Lo ha deciso il gip di Verbania al termine di una giornata di interrogatori. Il procuratore: «Ritenute non credibili le dichiarazioni» del caposervizio della funivia

A sei giorni dalla strage di Mottarone escono dal carcere le tre persone fermate nella notte tra martedì e mercoledì. In particolare, va ai domiciliari Gabriele Tadini, il caposervizio della funivia del Mottarone. Tornano liberi, invece, Luigi Nerini, il gestore dell’impianto, ed Enrico Perocchio, direttore di esercizio.

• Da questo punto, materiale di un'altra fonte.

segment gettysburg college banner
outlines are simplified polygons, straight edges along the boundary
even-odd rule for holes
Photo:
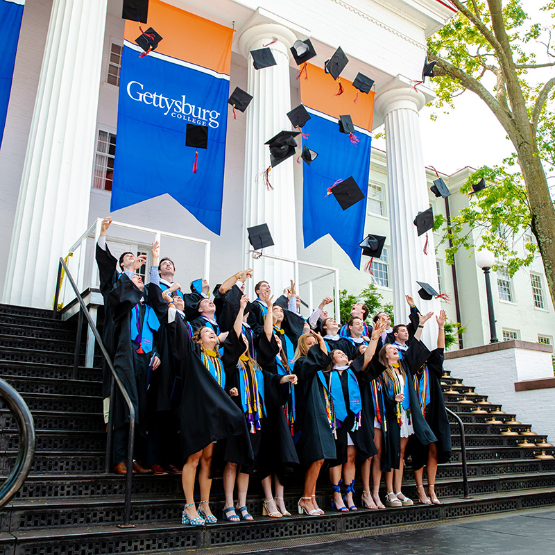
[[[2,144],[6,126],[24,3],[25,0],[0,0],[0,37],[2,37],[2,53],[0,55],[0,144]]]
[[[233,31],[159,0],[142,26],[162,40],[139,57],[126,22],[110,208],[167,193],[219,234]],[[185,146],[187,123],[208,128],[206,149]]]
[[[310,166],[302,164],[302,233],[305,248],[328,233],[360,266],[361,248],[366,214],[372,117],[374,93],[359,93],[350,81],[341,77],[345,92],[339,96],[337,83],[324,70],[308,64],[308,79],[300,80],[301,101],[311,119],[303,126],[309,137],[303,145],[318,153]],[[348,135],[339,132],[340,115],[350,114],[359,142],[353,144]],[[343,211],[327,189],[339,180],[352,176],[364,199]]]

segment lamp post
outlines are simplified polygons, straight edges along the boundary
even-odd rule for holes
[[[490,268],[495,263],[495,256],[489,250],[479,250],[476,253],[476,264],[478,268],[484,270],[486,278],[486,296],[488,299],[488,317],[490,321],[490,343],[497,343],[495,332],[495,315],[493,313],[493,299],[491,296],[491,281],[490,280]]]

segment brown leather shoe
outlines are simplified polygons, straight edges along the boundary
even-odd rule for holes
[[[153,464],[151,466],[151,469],[155,476],[166,476],[167,475],[167,472],[159,464]]]
[[[145,468],[144,466],[141,466],[137,461],[133,461],[133,472],[138,474],[150,474],[152,470],[150,468]]]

Sono queste le decisioni del giudice per le indagini preliminari Donatella Banci Buonamici, lette nella serata di oggi, 29 maggio, ai legali dei tre e al procuratore, Olimpia Bossi, nel carcere di Verbania.


Gli interrogatori davanti al gip

Secondo quanto ha spiegato il procuratore, il gip ha valutato «che non ci sono indizi sufficienti di colpevolezza su Luigi Nerini e su Enrico Perocchio» e ha ritenuto «non sufficientemente credibili le dichiarazioni di Gabriele Tadini». Il gip ha creduto «alla dichiarazione di estraneità di Nerini e Perocchio che hanno scaricato su Tadini la scelta» dell’uso dei blocchi al freno, alla base dell’incidente in cui hanno perso la vita 14 persone. Il gestore Nerini, nel suo interrogatorio, ha fatto notare, col suo legale Pasquale Pantano, che la sicurezza e le manutenzioni non sono responsabilità dell’imprenditore ma delle ditte a cui vengono affidate e, nello specifico, del caposervizio e del direttore di esercizio.


Il legale di Tadini: «Offensivo chiedere la libertà»

Dopo la decisione del gip, Nerini si è detto «contento» ma ha sottolineato, attraverso il suo avvocato, «che bisogna trovare i responsabili, non c’è motivo di gioire, bisogna capire cosa è successo». Per il legale di Tadini, invece, gli arresti domiciliari «sono la soluzione che può mitigare sia le esigenze cautelari che la gravità del fatto, io avevo chiesto i domiciliari, per me è una soddisfazione professionale, mi sembrava offensivo chiedere la libertà». Il legale ha detto che il suo assistito «non si è ancora reso conto e che sarà lui ad accompagnarlo a casa all’uscita dal carcere».